Calls for social justice

Providence Bishop Thomas J. Tobin wrote on social justice in his Aug. 18 column for the Rhode Island Catholic, the diocesan weekly newspaper. 

Bishop Tobin wrote: “Most people would agree, I think, that one of the primary responsibilities of the government — federal, state and local — is to provide a safety net for the poor. While churches and non-profits, community groups and even individual families can and should do their part to assist their neighbors in need, it’s only the government that has the financial resources and political infrastructure necessary to respond in a systematic way to the enormous social needs of our time — providing food for the hungry, suitable housing for the homeless, basic health care for the sick, sound education for children and opportunities for productive employment.” 

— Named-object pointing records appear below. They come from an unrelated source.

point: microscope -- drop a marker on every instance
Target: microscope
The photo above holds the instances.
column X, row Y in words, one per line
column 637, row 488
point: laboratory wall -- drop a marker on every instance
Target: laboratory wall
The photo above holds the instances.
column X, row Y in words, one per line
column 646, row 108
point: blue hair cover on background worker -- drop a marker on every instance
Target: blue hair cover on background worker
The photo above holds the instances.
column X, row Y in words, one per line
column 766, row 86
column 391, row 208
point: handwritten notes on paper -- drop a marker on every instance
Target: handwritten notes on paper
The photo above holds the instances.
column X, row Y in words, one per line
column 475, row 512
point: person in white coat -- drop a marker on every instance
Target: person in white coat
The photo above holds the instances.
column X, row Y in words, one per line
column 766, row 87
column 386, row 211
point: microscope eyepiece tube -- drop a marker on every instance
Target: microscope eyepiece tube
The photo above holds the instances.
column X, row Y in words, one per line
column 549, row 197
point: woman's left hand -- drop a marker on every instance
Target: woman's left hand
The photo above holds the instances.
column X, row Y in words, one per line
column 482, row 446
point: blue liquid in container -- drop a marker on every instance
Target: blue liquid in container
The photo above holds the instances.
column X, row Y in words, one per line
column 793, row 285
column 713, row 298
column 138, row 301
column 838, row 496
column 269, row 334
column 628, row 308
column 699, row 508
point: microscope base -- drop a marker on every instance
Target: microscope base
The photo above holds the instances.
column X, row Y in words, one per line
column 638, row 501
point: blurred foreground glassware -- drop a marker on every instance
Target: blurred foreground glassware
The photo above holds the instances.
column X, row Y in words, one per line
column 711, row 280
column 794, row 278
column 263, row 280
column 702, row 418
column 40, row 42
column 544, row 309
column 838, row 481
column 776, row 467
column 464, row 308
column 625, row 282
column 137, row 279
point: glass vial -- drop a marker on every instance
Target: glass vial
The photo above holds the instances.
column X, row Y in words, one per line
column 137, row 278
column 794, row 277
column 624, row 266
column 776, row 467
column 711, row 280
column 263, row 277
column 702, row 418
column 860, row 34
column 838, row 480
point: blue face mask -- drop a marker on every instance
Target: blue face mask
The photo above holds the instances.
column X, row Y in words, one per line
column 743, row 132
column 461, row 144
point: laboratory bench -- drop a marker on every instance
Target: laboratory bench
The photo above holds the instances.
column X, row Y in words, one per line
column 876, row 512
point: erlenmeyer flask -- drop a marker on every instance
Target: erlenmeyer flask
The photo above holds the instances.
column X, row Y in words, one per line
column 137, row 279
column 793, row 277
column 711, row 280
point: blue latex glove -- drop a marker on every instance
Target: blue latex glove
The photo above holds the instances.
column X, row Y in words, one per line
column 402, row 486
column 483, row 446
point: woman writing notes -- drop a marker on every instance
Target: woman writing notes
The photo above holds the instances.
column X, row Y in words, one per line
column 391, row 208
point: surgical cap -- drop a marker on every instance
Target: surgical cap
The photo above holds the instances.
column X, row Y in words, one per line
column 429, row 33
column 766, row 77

Archbishop Dolan’s letter also focused on the duty of Catholics to build a “more just society and economy,” called on all sectors of society to accept their responsibility to create jobs, adding that “the best way out of poverty is to work at a living wage.” 

Working on the “front lines” in the fight against poverty, Burns said she believes is carrying out an important task. 

“As sad as the picture is, at the same time, we’re supplying these people with food,” she said. “It’s what we need to do.” 

Brian Fraga writes from Massachusetts.